Oireachtas Joint and Select Committees

Thursday, 26 September 2019

Public Accounts Committee

2018 Financial Statements of the Office of the Data Protection Commissioner

9:00 am

Photo of Seán FlemingSeán Fleming (Laois, Fianna Fail) | Oireachtas source

I do not think this was an isolated case.

The Data Protection Commission was criticised in one of the reports. I understand Ms Dixon said the Social Welfare Consolidation Act 2015 was very hard to follow and unclear. She was critical on the basis that it was not clear how the whole system worked. She was accused of using pejorative and sensationalist language. I will make one point in her defence on that issue. We had a special debate in the Dáil yesterday on the public services card. The card was introduced in the 2005 Act. Section 263 has been amended six times in three different pieces of primary legislation. A further provision on which the Department of Employment Affairs and Social Protection relies in relation to the public services card project is section 241, which has been amended 28 times by 11 different enactments. This demonstrates, from a legislative point of view, a lack of consolidation. We have here a provision that has been amended 30 or 40 times, including every year in the Social Welfare Act. The legislation that underpins the public services card has been amended at least 50 times. How could any reasonable citizen be expected to know what legislation he or she is looking at? The commissioner's criticism was, therefore, very valid. It applies to social protection legislation because it is not consolidated often enough but probably also applies to many other public bodies for which legislation is repeatedly amended. How could anyone find their way back through the 50 different amendments?

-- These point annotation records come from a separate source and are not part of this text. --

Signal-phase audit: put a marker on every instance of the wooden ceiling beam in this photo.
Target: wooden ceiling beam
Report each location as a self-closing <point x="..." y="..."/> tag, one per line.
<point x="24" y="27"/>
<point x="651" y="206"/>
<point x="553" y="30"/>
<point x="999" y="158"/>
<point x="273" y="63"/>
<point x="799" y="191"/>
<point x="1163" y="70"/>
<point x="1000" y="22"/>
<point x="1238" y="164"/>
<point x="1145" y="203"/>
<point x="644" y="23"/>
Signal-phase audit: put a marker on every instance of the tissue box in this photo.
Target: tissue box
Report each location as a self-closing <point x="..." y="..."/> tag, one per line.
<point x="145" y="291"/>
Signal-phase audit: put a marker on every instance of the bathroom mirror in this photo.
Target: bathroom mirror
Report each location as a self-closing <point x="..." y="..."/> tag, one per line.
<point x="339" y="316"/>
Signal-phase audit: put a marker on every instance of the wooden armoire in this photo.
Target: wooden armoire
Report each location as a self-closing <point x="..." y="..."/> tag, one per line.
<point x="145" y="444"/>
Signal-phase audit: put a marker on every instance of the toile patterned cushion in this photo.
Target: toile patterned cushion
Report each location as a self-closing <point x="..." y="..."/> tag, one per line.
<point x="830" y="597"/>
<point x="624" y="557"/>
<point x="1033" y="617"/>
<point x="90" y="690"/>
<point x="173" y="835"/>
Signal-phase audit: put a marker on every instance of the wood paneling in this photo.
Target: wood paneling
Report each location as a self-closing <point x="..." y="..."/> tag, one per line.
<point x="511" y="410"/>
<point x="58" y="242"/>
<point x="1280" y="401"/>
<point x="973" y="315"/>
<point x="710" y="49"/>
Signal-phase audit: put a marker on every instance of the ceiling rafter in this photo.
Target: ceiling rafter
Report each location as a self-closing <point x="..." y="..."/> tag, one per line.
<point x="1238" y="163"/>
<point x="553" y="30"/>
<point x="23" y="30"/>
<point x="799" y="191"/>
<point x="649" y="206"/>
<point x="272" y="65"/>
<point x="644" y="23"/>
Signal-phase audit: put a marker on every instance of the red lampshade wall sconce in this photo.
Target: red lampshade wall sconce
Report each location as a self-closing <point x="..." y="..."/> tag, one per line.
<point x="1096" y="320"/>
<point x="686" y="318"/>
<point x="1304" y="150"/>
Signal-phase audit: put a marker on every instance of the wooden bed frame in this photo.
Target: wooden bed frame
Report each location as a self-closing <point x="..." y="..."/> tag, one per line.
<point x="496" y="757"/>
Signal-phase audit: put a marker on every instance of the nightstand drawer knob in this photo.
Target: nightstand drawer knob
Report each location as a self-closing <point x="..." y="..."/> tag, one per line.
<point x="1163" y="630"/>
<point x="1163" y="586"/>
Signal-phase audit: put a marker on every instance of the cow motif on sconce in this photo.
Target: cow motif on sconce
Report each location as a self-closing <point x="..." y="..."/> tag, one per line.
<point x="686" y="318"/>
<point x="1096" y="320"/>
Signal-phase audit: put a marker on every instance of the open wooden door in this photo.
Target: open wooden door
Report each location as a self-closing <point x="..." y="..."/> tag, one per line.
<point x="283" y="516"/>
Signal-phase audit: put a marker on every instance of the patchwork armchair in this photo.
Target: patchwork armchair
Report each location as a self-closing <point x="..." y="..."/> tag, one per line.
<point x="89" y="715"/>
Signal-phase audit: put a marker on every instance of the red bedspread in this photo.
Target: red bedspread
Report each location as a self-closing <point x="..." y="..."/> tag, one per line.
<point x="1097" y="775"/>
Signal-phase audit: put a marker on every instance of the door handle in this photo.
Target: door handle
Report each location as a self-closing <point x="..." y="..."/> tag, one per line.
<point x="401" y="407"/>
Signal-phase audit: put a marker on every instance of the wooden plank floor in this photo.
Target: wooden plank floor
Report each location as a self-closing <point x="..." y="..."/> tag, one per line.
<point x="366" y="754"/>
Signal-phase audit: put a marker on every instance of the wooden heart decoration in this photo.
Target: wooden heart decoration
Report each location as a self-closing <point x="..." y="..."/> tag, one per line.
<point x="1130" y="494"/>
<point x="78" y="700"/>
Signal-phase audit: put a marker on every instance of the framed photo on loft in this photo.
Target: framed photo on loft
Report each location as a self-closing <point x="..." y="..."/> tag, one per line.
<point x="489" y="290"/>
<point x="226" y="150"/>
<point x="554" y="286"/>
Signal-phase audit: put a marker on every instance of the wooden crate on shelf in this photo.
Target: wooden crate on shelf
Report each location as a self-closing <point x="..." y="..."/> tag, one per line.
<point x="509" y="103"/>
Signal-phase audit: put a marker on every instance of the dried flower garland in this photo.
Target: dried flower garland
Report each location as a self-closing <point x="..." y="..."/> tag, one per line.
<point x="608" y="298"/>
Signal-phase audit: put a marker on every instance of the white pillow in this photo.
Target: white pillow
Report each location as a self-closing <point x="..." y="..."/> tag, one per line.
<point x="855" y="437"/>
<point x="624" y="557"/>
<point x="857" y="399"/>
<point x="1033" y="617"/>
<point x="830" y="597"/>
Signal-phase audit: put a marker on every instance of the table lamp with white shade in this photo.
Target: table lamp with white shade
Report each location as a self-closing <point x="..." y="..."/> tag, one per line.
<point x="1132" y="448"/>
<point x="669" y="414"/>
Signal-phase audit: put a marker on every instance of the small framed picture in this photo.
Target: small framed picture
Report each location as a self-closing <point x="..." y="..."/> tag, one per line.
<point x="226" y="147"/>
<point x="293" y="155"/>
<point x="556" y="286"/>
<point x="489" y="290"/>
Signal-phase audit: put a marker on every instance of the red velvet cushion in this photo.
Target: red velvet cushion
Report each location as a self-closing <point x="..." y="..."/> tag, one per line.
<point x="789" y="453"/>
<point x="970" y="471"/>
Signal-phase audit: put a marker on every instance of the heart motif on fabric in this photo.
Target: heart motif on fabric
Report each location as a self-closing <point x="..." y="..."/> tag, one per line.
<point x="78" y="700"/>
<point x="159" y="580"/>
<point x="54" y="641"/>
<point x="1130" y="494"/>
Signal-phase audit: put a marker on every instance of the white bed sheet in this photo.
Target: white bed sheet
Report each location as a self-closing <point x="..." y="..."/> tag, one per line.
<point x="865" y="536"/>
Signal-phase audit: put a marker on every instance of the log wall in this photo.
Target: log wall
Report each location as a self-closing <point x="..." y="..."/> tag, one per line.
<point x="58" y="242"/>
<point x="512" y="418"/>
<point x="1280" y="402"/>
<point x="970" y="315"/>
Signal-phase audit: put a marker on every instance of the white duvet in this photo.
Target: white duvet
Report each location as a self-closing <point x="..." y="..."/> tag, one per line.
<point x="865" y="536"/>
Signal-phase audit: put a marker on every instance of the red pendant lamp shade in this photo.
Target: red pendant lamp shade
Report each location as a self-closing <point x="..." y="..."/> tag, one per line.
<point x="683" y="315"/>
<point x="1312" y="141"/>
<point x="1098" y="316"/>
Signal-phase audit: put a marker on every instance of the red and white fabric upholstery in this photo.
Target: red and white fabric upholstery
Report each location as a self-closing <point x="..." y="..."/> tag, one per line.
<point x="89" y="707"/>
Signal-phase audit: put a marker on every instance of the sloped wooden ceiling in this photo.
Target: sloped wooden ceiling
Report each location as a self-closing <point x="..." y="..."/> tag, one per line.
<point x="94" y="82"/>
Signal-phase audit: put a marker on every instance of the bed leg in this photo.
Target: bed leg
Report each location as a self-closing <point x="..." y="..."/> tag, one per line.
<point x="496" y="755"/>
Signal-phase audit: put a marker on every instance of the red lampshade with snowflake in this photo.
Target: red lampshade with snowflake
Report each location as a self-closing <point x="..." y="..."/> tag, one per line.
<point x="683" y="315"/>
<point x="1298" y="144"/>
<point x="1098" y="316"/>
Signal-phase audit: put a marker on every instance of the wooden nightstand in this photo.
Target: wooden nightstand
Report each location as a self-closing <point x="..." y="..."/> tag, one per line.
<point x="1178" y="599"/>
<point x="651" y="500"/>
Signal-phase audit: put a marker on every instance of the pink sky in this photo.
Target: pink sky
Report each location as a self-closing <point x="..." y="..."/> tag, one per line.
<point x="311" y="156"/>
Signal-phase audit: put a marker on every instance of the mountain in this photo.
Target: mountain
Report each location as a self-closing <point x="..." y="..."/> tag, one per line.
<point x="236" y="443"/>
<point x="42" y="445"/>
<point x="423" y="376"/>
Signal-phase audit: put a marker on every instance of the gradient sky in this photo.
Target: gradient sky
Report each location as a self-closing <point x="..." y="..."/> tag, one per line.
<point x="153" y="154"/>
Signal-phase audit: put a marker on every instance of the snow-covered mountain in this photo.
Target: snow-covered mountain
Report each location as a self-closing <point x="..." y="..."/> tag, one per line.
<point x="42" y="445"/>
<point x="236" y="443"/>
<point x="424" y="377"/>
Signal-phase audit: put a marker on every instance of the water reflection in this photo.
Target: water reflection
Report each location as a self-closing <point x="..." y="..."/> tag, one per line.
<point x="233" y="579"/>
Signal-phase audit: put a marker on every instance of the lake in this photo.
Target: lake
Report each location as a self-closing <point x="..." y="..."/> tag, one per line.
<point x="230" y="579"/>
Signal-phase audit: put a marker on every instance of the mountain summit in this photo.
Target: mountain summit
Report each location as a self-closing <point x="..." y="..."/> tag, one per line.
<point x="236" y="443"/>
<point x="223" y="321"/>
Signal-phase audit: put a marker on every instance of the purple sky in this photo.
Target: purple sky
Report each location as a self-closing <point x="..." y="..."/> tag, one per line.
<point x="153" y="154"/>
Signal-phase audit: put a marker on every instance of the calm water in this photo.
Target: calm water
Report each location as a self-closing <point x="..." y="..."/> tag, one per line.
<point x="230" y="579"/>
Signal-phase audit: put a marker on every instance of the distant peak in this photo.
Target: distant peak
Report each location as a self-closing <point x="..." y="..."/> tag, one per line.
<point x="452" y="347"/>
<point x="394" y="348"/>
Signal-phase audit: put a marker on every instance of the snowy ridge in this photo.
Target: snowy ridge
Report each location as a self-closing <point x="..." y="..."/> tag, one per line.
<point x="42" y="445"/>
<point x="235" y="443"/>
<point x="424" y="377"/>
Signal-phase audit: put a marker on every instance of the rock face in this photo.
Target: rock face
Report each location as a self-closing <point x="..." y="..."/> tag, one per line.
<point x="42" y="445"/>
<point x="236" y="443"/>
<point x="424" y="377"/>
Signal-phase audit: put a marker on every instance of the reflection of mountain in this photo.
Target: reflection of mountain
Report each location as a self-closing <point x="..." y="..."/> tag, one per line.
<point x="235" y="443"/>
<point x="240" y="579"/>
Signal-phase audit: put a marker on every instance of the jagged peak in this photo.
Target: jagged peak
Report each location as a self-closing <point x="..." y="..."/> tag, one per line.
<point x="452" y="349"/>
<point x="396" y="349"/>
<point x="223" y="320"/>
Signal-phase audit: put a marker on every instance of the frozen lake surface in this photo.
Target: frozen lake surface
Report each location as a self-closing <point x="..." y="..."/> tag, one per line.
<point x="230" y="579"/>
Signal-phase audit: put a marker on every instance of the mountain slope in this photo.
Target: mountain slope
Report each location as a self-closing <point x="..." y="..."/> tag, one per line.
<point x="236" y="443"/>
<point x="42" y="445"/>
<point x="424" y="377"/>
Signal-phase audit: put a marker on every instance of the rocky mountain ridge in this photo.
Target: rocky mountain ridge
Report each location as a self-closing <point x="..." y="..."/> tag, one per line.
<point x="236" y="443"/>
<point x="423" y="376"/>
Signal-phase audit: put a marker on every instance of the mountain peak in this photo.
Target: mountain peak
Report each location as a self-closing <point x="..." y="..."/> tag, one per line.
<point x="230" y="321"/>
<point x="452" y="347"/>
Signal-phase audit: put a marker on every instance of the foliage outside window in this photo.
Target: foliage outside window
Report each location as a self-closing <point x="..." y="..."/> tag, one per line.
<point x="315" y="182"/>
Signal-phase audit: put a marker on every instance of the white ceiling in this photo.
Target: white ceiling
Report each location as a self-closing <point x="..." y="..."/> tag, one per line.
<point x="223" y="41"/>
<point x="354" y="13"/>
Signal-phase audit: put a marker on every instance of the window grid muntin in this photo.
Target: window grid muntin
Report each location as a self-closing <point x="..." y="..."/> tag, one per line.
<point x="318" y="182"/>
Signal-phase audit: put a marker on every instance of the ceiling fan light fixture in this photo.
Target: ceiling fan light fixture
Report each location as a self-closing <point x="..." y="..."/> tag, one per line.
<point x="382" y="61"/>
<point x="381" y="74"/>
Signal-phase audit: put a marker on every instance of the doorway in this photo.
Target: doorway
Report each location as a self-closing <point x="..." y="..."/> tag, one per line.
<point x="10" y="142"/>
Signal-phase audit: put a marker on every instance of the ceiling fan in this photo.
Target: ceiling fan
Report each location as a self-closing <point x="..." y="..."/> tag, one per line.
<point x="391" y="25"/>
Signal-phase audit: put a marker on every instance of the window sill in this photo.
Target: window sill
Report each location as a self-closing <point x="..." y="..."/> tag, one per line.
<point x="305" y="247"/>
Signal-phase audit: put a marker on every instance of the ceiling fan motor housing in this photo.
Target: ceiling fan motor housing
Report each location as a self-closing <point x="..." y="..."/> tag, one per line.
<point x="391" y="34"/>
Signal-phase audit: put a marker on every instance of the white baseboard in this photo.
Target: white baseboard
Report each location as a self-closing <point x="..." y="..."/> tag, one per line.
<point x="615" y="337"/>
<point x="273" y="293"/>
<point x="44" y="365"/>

This discussion has been nice and rosy so far. However, it would be remiss of me not to voice the numerous complaints people have made since the introduction of GDPR. I know GDPR is needed for good reason but citizens are being strangled by it. GDPR is designed to help citizens and I will give one example of how the legislation the Data Protection Commission is enforcing works on the ground. I have umpteen examples but I will give this example because it arose last weekend. There is an old couple who live in my constituency. The husband, who is 96 years of age, is deaf, has dementia and is confined to bed. His wife is 86 years of age and is not faring much better. They live on their own and use a community alert device operated via their landline to buzz if something happens. Lightning knocked out their telephone last Friday night. When a carer phoned Eir on her mobile phone from the couple's home she was told the provider could not speak to her as she was not the account holder. The woman of the house then spoke but was told that as she was not the account holder, she could not speak on her husband's behalf. Her husband is deaf and cannot speak on the phone. The 85-year old woman was then told that if the couple changed the account on the website from the husband's name into the wife's name, the company would speak to the woman. The husband and wife are both bedridden. I got on the case and I have been involved in identical cases.

I will give another example involving another good neighbour. Every Deputy can recite a litany of these cases. The Data Protection Commission gets flak on this one issue from many people. People may or may not agree with some of what is going on. The second case involves an old person living in an isolated area. The landline went down and because there is no mobile signal where the person lives, they could not make a mobile call. A good neighbour who visits every day volunteered to ring on the old person's behalf but the provider would not speak with the neighbour as this person is not the account holder. Does Ms Dixon accept that in extreme cases the legislation can, when implemented as the commission intended, cause enormous personal hardship in a many cases? Does she understand my point?